Jurisprudentie
BG9927
Datum uitspraak2008-12-30
Datum gepubliceerd2009-01-15
RechtsgebiedHandelszaak
Soort ProcedureHoger beroep
Instantie naamGerechtshof Leeuwarden
Zaaknummers107.002.151/01
Statusgepubliceerd
Datum gepubliceerd2009-01-15
RechtsgebiedHandelszaak
Soort ProcedureHoger beroep
Instantie naamGerechtshof Leeuwarden
Zaaknummers107.002.151/01
Statusgepubliceerd
Indicatie
et hof stelt voorop dat tussen partijen niet (meer) ter discussie staat dat [geïntimeerden] Reinigingsservice niet in kennis hebben gesteld van het feit dat het pand een monument is. Gesteld noch gebleken is dat Reinigingsservice dat behoorde te weten. Ter discussie staat ook niet dat het karakter van het pand gevolgen heeft voor de wijze waarop het voegwerk aan het pand verricht dient te worden, in die zin dat niet volstaan kan worden met de gebruikelijke vlakvoeg, waarvan Reinigingsservice bij haar offerte is uitgegaan, maar dat de (duurdere) snijvoeg dient te worden toegepast. [geïntimeerden] zouden, gelet op hun voornemen het voegwerk aan de gevel van hun pand te herstellen, in elk geval de kosten van het aanbrengen van een snijvoeg hebben moeten maken.

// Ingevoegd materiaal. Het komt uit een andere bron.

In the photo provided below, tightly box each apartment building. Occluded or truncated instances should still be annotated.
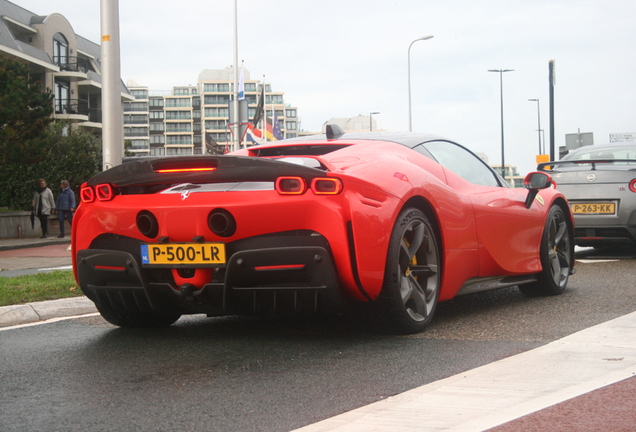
[0,0,133,135]
[124,66,299,156]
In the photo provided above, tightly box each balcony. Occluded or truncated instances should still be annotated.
[53,56,89,74]
[55,99,90,116]
[53,56,90,81]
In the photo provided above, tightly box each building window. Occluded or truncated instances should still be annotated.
[203,83,230,93]
[124,114,148,124]
[203,95,230,105]
[124,127,148,137]
[166,147,192,156]
[55,81,71,114]
[265,95,283,104]
[205,108,230,118]
[205,120,226,130]
[166,123,192,132]
[130,89,148,99]
[124,102,148,112]
[166,135,192,145]
[53,33,69,70]
[165,98,191,108]
[130,140,148,150]
[166,111,192,120]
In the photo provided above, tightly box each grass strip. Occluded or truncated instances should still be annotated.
[0,270,83,306]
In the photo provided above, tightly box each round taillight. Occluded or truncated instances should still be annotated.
[137,210,159,238]
[276,177,307,195]
[80,186,95,203]
[208,209,236,237]
[311,177,342,195]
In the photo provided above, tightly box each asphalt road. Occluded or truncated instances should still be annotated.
[0,246,636,431]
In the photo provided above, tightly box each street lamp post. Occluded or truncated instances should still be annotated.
[528,99,543,154]
[408,36,433,132]
[488,69,514,180]
[369,111,380,132]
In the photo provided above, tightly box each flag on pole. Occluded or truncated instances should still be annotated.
[245,123,265,145]
[252,81,265,127]
[238,62,245,100]
[266,109,283,141]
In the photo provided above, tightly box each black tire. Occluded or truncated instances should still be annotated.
[96,304,181,328]
[378,208,441,334]
[519,204,574,296]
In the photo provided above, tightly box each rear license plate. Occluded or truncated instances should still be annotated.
[572,203,616,214]
[141,243,225,267]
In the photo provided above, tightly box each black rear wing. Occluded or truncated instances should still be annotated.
[87,155,325,187]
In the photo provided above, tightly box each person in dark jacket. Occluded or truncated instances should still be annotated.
[55,180,75,238]
[31,179,55,238]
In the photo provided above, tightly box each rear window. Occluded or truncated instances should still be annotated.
[563,146,636,160]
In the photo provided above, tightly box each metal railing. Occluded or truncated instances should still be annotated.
[53,56,89,73]
[55,99,90,116]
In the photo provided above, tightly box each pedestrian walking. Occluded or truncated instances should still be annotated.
[31,179,55,238]
[55,180,75,238]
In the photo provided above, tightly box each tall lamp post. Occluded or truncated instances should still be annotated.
[369,111,380,132]
[528,99,543,154]
[488,69,514,180]
[408,35,433,132]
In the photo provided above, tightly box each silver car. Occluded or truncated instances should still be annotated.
[538,143,636,247]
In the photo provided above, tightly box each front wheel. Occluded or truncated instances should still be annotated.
[519,205,574,296]
[378,208,441,334]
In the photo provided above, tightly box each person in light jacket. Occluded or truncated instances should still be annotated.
[55,180,75,238]
[31,179,55,238]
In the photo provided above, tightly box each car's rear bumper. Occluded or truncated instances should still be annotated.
[76,236,343,316]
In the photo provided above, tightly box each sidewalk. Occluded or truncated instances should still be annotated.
[0,237,97,328]
[296,312,636,432]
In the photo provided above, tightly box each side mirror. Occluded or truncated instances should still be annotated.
[523,171,554,209]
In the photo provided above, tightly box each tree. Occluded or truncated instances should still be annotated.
[0,56,53,164]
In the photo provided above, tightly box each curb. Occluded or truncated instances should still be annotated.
[0,237,71,251]
[0,296,97,328]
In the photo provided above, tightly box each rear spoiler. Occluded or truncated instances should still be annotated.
[87,155,325,187]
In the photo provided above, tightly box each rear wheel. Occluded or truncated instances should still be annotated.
[519,205,574,296]
[96,304,181,327]
[379,208,441,334]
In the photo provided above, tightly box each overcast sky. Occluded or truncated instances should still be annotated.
[13,0,636,174]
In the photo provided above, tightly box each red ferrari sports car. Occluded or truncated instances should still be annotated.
[72,126,574,333]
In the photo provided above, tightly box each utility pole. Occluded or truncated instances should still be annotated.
[100,0,124,171]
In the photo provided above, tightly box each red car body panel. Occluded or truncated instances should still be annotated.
[72,133,571,322]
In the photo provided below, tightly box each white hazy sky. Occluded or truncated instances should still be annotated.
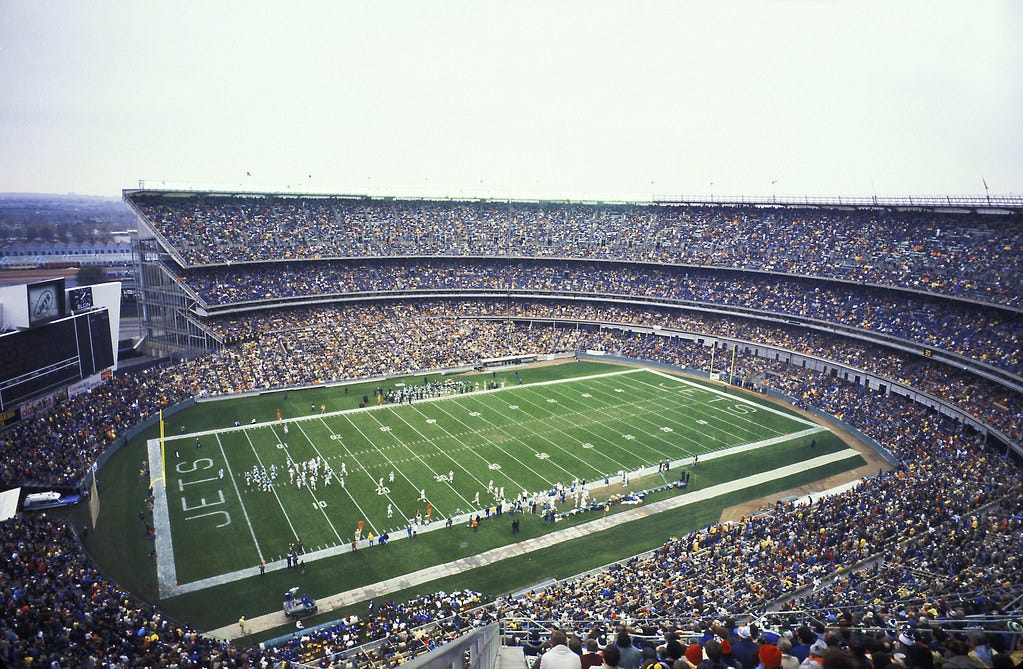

Reinigingsservice zou de meerkosten voor het aanbrengen van een snijvoeg, nu haar offerte geen betrekking had op een snijvoeg, ook bij [geïntimeerden] in rekening hebben mogen brengen
Uitspraak
Arrest d.d. 30 december 2008
Zaaknummer 107.002.151/01
HET GERECHTSHOF TE LEEUWARDEN
Arrest van de eerste kamer voor burgerlijke zaken in de zaak van:
Reinigingsservice [persoonsnaam appellant] B.V.,
gevestigd te Groningen,
appellante,
in eerste aanleg: gedaagde in conventie en eiseres in reconventie,
hierna te noemen:Reinigingsservice,
advocaat: mr. J.B. Dijkema, kantoorhoudende te Leeuwarden,
tegen
1. [geïntimeerde 1],
wonende te [woonplaats geïntimeerde 1],
2. [geïntimeerde 2],
wonende te [woonplaats geïntimeerde 2],
geïntimeerden,
in eerste aanleg: eisers in conventie en verweerders in reconventie,
hierna gezamenlijk te noemen: [geïntimeerden],
advocaat: mr. P. Tuinman, kantoorhoudende te Leeuwarden.
Het verdere procesverloop
Ingevolge het arrest van 2 september 2008 heeft op 14 oktober 2008 een comparitie van partijen plaatsgevonden. Het terzake opgemaakte proces-verbaal bevindt zich bij de stukken. Bij gelegenheid van de comparitie is door [geïntimeerden] een akte indiening producties genomen, waarbij drie producties in het geding zijn gebracht.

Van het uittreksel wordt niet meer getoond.